Just as new business models are emerging in response, so are new terms and practices for HR. Analytics and data are driving changes in people management. Jac Fitz-enz, the so-called father of human capital analytics and a Talent Management columnist, has been a lone voice in the wilderness literally for decades on this.

If day one at HR Tech is any guide, we’re finally seeing products and services made by and for HR to address a new way to manage not based on managing assets and shuffling people from your ATS to your LMS, but rather understanding individuals, teams and organizations in a deeper fashion and then acting on their strengths and bolstering where they’re weak.

Case in point: Kenexa made its name in recruiting technology and either built or acquired a suite of products and services from learning to performance and succession to create one of the few end-to-end talent management suites in the industry. So when IBM came a-courting and acquired the company last year, the question was what is this giant global organization that has built its name in services going to do with a talent management company?

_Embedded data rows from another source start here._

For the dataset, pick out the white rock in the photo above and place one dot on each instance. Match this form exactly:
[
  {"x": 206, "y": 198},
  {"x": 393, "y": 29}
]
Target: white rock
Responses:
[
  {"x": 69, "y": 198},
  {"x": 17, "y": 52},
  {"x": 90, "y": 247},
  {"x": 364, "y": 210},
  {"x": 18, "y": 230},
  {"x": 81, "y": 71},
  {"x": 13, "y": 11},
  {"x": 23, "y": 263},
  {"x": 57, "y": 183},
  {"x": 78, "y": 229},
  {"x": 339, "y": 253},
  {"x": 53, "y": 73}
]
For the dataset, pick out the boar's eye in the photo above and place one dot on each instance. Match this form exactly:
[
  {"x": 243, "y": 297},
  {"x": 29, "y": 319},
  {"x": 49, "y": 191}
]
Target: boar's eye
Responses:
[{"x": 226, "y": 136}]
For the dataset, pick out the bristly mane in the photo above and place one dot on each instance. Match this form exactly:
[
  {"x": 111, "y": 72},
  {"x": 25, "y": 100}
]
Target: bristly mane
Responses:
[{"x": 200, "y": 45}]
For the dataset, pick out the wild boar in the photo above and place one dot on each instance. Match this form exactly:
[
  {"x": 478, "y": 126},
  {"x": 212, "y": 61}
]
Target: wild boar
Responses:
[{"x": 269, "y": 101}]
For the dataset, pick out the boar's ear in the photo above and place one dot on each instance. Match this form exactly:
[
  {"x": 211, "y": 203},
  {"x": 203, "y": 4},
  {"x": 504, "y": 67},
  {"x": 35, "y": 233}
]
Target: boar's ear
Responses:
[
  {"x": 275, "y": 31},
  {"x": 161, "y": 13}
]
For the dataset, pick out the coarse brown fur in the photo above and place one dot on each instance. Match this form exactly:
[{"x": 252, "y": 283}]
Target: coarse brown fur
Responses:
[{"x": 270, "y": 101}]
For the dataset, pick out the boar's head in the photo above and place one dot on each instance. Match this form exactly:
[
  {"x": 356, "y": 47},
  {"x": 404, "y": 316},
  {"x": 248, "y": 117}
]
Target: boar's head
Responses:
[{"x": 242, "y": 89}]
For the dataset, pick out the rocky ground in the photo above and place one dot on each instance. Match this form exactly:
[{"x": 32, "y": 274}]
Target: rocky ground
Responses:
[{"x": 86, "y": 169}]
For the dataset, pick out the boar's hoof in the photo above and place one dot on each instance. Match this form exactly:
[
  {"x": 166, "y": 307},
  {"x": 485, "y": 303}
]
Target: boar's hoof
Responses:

Talking to Kenexa’s head of marketing, Tim Geisert, and Kevin Cavanaugh, the head of product development, shed some light on that question. They are making updates and progress in the suite of products, making the learning management system more social and collaborative and introducing mobile capabilities. They’ve added 30 engineers to the product development team. But much of our conversation centered around what the scientists and researchers at IBM are doing and how that is filtering in.

It’s early, said Cavanaugh, who joined Kenexa from IBM’s collaboration strategy group, but that work is focused on concepts like sentiment analysis, taking large sets of semi-structured or unstructured data, such as open-ended questions on an employee engagement survey and analyzing that to identify trends and direction. The not-so-secret sauce is combining products and services with data so that HR tools and processes are underpinned with the type of analytics and data-crunching tools that allow organizations to make better talent management decisions.

I heard that sentiment echoed in another way later that day when I met Dave Weisbeck, one of the executives behind Vancouver, Canada-based analytics company Visier. His point: Analytics is a hammer. Yes, you need a good hammer, but you don’t necessarily need a bigger, badder one. What organizations need to do with their analytics efforts is to figure out where to hammer. Technology is a means to an end, not the end in itself.

For HR, that is a challenge. In many instances, the ends are the means when it comes to typical HR transactions such as hiring, enrollment and development. When it comes to analytics, HR typically focuses on tracking and management of data and building dashboards. But a dashboard is not analytics.

Analytics, Weisbeck said, can be used to identify outliers in data that can drive decision-making. It won’t help you find a needle in a haystack, but it will get you close. What it also does is break through traditional HR stovepipes and collect data from multiple systems and functions to find trends and drive workforce planning.

His company, launched in January 2010, has signed up clients that include Kohl’s Department Stores, Hyatt, Nissan, ConAgra Foods and USC so far. Weisbeck’s estimate is that real analytics – not dashboards masquerading as analytics – really only has about a 15 percent penetration rate in HR.

If Tapscott is right and we’re living through a systemic change in business, then developing the kind of deep insight and analytics on our organizations points a potential way forward. It’s not your daddy’s Internet anymore. And it’s not your daddy’s HR either.